Anton Chekhov


‘Love’ begins with the narrator writing a long, poetic and lovelorn letter to the object of his affections, Sasha. It has to be absolutely perfect. However, her reply isn’t exactly what he expected. This superbly-observed short story serves as an allegory to the trials and tribulations faced by those falling in love. Wistful, whimsical, and funny, it’s an essential read for those who want to find out more about the man behind classic plays, such as ‘The Seagull.’
Anton Pavlovich Chekhov (1860 — 1904) was born in Taganrog, in Southern Russia.

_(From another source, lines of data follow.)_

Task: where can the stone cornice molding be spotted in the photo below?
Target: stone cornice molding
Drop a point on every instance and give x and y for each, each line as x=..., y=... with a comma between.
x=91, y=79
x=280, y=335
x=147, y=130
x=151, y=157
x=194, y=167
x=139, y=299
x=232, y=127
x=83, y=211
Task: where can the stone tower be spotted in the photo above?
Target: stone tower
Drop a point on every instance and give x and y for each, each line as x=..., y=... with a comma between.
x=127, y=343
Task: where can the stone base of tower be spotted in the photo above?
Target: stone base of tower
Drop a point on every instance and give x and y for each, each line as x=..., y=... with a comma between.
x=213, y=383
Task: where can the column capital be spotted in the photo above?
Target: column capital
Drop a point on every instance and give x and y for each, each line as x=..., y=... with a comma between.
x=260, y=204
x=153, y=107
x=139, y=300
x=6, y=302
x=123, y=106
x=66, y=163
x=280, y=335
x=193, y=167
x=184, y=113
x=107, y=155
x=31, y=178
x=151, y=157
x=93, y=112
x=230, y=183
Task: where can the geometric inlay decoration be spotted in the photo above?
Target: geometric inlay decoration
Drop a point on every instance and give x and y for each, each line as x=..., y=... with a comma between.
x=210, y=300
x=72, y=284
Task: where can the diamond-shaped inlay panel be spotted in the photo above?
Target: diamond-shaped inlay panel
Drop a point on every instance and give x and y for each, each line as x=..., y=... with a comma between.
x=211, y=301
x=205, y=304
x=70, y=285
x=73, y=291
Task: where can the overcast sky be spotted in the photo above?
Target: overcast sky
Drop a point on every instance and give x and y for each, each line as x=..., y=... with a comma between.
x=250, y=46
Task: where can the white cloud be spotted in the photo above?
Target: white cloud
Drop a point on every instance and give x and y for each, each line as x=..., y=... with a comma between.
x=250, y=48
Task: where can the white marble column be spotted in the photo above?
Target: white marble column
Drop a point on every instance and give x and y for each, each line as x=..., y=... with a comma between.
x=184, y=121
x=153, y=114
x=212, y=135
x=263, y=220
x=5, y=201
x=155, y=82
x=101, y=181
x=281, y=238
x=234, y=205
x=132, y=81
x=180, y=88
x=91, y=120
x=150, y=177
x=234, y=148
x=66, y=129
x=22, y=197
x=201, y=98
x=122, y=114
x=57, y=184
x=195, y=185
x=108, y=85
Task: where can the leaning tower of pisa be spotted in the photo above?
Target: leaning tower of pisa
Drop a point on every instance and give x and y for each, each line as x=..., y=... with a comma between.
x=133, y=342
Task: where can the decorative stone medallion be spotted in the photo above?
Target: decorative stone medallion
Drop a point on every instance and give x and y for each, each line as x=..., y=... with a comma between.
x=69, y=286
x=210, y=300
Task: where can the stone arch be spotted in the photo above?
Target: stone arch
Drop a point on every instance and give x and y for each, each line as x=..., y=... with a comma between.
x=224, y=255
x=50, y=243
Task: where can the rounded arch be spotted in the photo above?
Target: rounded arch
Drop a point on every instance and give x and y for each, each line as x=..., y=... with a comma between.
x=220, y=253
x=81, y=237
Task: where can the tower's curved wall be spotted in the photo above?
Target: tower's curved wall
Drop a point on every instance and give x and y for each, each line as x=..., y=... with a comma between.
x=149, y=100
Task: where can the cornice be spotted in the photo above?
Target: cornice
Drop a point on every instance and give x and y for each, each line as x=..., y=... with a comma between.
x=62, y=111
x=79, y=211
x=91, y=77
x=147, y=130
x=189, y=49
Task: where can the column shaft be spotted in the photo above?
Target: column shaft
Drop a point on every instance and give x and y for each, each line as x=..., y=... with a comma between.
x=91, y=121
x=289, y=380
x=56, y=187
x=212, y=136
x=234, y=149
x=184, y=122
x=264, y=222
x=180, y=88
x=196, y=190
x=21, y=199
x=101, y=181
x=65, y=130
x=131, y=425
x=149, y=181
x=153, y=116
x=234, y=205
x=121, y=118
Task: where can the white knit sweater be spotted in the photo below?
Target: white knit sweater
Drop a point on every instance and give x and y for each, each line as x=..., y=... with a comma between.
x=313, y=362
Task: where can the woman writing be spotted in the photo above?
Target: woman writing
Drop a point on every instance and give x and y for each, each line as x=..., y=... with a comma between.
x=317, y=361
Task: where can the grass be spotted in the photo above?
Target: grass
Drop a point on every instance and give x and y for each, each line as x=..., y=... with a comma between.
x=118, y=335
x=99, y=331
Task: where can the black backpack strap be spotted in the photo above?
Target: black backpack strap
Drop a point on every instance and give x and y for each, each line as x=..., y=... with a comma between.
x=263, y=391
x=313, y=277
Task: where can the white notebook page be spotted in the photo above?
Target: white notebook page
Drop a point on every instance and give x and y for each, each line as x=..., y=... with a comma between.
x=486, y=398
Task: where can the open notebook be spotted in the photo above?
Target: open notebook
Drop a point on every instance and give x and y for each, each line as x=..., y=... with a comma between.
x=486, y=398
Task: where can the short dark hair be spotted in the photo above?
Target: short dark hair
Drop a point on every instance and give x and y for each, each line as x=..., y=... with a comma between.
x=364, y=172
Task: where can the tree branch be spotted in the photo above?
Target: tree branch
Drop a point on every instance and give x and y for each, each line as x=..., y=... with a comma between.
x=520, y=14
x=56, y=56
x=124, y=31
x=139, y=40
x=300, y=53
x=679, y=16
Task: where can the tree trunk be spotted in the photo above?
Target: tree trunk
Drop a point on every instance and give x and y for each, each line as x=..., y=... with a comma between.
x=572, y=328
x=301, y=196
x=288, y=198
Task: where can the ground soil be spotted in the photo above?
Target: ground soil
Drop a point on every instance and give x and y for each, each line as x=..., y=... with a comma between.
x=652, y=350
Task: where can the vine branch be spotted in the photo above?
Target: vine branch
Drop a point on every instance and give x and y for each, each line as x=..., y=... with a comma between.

The son of a grocer, and the third of six children, he was educated at the local Greek School. After Chekhov’s father became bankrupt, the family lived in poverty, before fleeing to Moscow to avoid debtor’s prison. However, a man called Selivanov paid the debts, for the price of the familial home and Chekhov was able to complete his education, funding himself through working as a tutor and selling short stories to the local newspaper.
After writing a series of tales for various publications, Chekhov started to gain critical attention. However, it was a trip to the Ukraine that put the literary wheels in motion. After the publication of his novella, ‘The Steppe,’ he was commissioned to write a play, resulting in ‘Ivanov.’
Over the course of his career, Chekhov wrote more than 200 short stories, and 14 plays. Works, such as ‘The Seagull,’ ‘The Cherry Orchard,’ and ‘Uncle Vanya,’ have been performed on stages across the world.